Why Nvidia Is the Best Magnificent Seven Stock
Market action was ugly on Thursday morning, as many of the recent winners see profit-taking. Tesla (TSLA) has dropped about $40 from its post-election highs, and there is some softness in the Bitcoin sector after a frantic rally. The space sector is also weaker following some euphoric moves.
I’ve recently raised my cash levels and am patiently waiting for some support levels to form in names that I like. That may take some time, so I’m fighting my urge to jump back in too quickly.
One name in my portfolio that I’ve been contemplating is Nvidia (NVDA) . It is the only Magnificent Seven name that I currently own, and I believe it will remain a good play into its earnings report on November 20.

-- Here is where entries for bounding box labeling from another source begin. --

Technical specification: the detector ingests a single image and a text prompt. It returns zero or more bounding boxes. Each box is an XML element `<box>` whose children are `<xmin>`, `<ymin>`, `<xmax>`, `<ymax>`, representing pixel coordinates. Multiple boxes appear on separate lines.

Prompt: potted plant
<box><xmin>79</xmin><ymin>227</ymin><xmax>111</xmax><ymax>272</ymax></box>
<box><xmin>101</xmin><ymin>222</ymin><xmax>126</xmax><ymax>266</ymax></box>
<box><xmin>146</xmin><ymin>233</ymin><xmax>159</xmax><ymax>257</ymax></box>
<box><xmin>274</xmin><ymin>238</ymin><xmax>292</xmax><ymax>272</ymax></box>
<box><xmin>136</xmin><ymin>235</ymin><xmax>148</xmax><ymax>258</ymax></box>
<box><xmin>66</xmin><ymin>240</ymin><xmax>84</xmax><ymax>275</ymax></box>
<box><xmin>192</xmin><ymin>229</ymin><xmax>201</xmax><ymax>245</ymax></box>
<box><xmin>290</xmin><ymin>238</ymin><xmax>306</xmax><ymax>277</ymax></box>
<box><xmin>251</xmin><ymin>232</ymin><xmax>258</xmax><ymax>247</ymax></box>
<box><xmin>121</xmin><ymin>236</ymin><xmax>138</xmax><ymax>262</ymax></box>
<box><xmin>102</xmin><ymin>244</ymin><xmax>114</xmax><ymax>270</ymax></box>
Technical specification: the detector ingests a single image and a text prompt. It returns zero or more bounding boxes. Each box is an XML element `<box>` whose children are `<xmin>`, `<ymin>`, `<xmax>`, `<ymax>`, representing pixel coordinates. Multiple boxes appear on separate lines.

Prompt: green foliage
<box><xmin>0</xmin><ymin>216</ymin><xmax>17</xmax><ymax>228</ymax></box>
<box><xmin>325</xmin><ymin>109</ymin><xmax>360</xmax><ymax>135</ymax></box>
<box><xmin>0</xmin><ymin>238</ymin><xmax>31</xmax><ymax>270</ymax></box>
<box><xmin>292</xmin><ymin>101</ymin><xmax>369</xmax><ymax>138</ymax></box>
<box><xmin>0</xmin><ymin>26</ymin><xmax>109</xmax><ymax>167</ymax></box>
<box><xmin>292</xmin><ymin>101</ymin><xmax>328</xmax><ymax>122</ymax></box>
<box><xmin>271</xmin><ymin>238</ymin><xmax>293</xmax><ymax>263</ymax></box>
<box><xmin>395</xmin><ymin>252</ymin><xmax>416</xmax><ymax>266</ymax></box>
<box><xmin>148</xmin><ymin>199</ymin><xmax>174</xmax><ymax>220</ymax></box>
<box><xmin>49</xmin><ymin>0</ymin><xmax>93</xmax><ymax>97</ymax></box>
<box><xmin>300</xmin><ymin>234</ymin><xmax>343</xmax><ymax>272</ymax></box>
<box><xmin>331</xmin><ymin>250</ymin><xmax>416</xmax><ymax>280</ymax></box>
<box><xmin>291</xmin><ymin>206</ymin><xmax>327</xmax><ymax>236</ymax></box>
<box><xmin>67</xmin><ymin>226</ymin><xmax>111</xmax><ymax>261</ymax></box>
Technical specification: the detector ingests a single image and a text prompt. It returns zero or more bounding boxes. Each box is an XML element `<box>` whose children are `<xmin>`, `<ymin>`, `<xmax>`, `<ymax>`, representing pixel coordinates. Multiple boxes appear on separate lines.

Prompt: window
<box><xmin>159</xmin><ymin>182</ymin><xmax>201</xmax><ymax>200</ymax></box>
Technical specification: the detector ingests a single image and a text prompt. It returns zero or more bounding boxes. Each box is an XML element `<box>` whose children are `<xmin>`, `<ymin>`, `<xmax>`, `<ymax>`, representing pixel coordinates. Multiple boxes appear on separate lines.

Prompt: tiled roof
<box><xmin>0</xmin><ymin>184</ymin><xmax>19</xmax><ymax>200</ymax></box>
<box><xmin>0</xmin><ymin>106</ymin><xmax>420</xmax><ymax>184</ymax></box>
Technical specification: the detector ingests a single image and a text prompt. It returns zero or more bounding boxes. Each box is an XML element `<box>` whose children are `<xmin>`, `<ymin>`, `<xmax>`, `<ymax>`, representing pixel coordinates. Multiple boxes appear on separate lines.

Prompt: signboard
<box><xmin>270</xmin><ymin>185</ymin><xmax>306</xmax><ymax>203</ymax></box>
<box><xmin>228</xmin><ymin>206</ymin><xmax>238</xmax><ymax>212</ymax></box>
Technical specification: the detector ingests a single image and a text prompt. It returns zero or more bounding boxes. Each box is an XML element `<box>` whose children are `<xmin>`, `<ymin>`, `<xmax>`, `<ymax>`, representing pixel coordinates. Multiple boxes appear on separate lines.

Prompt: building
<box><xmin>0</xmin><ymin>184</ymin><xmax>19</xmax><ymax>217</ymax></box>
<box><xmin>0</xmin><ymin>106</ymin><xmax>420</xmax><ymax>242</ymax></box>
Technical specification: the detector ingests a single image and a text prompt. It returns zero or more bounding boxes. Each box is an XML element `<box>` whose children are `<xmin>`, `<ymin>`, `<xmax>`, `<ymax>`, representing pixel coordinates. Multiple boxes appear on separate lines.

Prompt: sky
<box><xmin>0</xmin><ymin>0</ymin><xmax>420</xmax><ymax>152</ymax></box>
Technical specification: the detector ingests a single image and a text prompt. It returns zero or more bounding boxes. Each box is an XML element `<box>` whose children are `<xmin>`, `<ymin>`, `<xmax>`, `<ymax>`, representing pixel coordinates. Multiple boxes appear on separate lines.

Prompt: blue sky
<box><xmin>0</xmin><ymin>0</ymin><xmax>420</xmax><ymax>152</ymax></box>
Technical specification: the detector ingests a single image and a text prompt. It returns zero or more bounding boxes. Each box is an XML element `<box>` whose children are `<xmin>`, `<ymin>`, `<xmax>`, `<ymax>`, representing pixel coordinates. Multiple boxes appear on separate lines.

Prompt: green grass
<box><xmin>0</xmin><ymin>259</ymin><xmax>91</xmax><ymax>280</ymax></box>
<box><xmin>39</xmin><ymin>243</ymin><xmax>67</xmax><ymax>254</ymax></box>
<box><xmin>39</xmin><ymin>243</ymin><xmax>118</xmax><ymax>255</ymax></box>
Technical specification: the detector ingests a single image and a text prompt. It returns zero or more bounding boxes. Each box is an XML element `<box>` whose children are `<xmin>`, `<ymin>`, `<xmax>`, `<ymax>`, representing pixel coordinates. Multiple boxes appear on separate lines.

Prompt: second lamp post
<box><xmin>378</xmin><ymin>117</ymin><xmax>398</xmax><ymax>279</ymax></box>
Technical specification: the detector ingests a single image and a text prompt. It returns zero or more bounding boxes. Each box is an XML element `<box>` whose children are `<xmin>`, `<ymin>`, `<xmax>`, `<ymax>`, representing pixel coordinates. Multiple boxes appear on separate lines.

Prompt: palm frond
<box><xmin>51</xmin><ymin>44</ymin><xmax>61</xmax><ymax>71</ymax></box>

Nvidia is often lumped in with all the other AI plays, but there is a significant difference. Nvidia provides the tools that are used in the development of AI.
Companies such as Microsoft (MSFT) , Meta (META) , and Alphabet (GOOGL) are trying to turn profits from selling AI services, and for many AI companies, it is slow going. They have to continue to invest more money into chips to support their training models, and ultimately, that is beneficial for Nvidia. Ironically, the harder it becomes for Microsoft and others to gain a clear competitive advantage, the more Nvidia benefits.

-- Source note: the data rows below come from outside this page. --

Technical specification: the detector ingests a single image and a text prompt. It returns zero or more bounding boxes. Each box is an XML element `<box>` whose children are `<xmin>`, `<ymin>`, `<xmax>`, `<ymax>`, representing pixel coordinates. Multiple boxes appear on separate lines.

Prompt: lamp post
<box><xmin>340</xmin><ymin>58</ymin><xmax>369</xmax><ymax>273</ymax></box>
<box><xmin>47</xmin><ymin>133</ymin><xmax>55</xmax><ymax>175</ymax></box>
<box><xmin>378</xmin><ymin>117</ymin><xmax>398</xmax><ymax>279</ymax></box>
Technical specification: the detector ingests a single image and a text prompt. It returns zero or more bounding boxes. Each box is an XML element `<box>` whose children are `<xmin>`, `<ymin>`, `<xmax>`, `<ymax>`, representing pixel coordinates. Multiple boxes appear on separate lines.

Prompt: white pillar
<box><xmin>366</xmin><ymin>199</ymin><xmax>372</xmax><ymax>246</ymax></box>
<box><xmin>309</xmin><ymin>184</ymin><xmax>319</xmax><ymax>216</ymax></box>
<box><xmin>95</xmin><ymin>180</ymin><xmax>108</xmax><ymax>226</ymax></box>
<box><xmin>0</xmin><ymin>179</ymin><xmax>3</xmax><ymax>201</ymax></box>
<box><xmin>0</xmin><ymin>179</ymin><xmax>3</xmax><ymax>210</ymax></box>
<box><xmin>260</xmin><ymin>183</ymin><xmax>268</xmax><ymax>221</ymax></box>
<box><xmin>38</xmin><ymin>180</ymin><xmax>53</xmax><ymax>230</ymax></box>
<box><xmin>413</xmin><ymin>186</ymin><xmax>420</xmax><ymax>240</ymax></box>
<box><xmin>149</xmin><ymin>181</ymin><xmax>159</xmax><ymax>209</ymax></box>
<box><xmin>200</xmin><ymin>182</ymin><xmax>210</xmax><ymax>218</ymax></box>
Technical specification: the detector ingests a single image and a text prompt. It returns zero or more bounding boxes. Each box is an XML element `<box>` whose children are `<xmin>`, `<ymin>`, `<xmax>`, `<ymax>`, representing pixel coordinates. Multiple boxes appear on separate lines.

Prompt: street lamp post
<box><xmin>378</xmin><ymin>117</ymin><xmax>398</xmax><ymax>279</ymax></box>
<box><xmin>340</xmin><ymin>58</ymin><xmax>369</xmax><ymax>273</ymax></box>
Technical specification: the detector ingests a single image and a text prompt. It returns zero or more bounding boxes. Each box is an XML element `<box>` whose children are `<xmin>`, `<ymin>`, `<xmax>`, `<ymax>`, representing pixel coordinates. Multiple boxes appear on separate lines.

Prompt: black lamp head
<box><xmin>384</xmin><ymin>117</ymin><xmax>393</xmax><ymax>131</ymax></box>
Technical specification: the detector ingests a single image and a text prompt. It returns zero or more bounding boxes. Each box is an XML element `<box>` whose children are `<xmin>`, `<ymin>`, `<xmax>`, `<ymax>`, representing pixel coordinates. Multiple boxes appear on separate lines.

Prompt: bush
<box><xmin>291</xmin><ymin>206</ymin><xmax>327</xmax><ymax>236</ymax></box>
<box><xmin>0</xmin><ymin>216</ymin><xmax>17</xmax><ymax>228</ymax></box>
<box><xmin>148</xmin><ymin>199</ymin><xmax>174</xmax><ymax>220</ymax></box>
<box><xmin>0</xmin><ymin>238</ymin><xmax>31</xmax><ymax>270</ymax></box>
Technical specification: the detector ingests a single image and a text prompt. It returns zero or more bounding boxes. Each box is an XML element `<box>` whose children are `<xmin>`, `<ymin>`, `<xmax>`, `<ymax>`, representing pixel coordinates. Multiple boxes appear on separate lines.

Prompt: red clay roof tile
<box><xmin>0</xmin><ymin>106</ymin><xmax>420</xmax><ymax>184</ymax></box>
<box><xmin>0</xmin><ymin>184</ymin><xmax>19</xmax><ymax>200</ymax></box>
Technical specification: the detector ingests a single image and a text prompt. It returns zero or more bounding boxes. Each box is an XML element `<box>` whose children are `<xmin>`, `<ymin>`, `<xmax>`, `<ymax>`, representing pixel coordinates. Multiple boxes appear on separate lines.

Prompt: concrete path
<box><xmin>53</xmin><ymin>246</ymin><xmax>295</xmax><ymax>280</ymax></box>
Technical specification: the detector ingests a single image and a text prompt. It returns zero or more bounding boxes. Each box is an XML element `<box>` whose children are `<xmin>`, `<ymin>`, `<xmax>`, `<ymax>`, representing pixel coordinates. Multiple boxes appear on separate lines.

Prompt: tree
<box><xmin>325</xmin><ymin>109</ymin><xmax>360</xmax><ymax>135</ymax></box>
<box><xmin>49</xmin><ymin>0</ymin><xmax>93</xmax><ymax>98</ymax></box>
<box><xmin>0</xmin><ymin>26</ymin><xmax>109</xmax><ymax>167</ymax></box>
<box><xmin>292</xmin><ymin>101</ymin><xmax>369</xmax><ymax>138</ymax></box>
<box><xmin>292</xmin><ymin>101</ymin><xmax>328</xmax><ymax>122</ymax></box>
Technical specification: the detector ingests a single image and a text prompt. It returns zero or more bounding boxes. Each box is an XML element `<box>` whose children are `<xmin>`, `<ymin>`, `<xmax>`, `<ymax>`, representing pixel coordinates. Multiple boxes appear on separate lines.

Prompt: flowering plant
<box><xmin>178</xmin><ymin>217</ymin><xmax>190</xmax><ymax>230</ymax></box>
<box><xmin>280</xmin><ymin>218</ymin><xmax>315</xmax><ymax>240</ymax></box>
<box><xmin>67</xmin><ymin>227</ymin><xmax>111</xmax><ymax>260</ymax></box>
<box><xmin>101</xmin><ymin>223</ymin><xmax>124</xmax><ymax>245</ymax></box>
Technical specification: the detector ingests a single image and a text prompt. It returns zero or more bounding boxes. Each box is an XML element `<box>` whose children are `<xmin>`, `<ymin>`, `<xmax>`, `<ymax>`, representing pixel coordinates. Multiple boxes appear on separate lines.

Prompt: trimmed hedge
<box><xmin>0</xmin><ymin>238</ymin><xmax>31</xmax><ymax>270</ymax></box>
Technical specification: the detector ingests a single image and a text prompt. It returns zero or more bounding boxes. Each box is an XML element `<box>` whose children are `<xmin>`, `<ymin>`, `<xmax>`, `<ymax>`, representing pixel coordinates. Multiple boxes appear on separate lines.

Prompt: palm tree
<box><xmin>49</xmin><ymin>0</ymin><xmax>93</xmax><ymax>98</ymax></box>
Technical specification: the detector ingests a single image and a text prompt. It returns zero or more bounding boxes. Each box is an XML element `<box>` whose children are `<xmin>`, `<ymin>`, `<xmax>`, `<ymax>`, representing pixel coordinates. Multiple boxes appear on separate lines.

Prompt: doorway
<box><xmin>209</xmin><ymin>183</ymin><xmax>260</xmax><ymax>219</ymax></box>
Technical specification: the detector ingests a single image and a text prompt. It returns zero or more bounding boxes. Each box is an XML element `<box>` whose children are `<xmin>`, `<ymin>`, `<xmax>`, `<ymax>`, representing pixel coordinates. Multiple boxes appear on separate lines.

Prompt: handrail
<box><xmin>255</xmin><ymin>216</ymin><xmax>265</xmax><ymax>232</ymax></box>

Another big difference between Nvidia and other AI plays is valuation. All other Mag 7 names trade at large premiums to their growth rate. Apple AAPL, for example, has EPS and revenue growth of around 10% or so but trades at a P/E of 33. Microsoft has expected an EPS growth of around 15% and a P/E of 35.

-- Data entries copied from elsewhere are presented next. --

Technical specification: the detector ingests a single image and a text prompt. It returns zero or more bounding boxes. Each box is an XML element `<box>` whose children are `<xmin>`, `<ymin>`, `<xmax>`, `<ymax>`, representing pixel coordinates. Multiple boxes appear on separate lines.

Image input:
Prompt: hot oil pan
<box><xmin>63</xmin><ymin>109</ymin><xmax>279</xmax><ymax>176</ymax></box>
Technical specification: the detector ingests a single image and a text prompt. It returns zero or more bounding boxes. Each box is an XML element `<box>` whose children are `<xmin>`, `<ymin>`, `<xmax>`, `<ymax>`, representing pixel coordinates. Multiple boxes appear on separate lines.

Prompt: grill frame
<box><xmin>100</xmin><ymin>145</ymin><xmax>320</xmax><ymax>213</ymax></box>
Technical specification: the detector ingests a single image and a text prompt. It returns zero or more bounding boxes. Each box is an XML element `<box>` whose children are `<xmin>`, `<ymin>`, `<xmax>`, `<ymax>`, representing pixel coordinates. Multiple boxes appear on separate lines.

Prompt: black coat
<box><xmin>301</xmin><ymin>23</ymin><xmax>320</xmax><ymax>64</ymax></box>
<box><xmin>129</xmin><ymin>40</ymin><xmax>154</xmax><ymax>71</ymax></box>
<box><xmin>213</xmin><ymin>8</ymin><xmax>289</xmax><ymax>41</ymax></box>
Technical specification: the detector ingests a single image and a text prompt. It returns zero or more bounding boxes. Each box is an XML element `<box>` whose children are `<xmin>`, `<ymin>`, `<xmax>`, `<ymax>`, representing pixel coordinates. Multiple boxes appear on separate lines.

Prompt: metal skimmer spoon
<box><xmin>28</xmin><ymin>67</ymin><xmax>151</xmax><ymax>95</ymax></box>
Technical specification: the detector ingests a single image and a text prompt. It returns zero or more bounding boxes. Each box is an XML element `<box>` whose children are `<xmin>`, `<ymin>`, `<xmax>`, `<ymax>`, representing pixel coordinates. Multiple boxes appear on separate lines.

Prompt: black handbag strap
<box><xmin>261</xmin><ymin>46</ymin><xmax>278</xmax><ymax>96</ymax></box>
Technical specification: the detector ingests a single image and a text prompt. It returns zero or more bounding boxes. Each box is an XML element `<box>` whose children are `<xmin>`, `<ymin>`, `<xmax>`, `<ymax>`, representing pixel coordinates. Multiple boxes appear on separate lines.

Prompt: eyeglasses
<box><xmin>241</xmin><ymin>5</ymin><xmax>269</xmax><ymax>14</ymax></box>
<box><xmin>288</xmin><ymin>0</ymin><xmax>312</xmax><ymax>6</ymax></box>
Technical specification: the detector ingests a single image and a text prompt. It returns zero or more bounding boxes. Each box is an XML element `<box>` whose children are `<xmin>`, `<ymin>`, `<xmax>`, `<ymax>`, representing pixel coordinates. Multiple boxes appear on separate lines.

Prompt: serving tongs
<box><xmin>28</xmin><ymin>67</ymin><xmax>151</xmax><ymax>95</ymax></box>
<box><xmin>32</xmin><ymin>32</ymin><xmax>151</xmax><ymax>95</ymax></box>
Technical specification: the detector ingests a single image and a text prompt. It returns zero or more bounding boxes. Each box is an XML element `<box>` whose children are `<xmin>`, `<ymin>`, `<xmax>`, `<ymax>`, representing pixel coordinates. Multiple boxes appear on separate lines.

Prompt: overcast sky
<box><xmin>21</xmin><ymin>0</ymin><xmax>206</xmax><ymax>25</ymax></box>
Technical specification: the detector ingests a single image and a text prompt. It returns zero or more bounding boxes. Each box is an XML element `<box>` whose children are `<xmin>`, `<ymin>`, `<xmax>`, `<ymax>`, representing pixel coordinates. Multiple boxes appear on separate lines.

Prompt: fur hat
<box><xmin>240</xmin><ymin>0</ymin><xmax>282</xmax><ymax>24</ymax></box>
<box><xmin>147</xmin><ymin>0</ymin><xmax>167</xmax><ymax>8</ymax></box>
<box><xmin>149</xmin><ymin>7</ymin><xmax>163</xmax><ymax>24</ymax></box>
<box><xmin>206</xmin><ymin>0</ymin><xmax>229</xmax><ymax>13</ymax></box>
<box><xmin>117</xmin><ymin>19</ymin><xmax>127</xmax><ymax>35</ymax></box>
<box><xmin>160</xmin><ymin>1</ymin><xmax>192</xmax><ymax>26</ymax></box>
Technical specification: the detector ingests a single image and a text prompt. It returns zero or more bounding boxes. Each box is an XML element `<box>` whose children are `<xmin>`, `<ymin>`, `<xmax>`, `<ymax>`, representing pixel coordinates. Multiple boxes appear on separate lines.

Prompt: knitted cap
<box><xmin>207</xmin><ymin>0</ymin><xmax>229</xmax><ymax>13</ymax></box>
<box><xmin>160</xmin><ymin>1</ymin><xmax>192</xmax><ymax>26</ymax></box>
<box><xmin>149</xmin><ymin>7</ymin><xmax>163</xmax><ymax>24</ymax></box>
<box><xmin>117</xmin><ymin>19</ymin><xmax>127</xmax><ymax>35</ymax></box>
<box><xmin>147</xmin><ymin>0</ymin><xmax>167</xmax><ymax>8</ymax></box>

Nvidia is a semiconductor company, a sector that tends to be very cyclical. Cyclical stocks generally trade with low P/E ratios when they are close to peak earnings. Nvidia is expected to earn $2.86 in the fiscal year ending January 31, 2025, which gives it a P/E ratio of around 52, but it is expected to grow EPS 46% to $4.18 in the 2026 fiscal year. In addition, Nvidia has consistently beat their earnings estimates by significant amounts, so the valuation is even lower.
The big risk for Nvidia and chip stocks in general is an economic slowdown. However, it is likely that AI investment in infrastructure will remain for quite a while. It is unlikely that Nvidia will hit top cyclical earnings anytime soon.
Technically, Nvidia also looks quite healthy, as it is trading in a range just under the $150 breakout level.
At the time of publication, Rev Shark was long NVDA.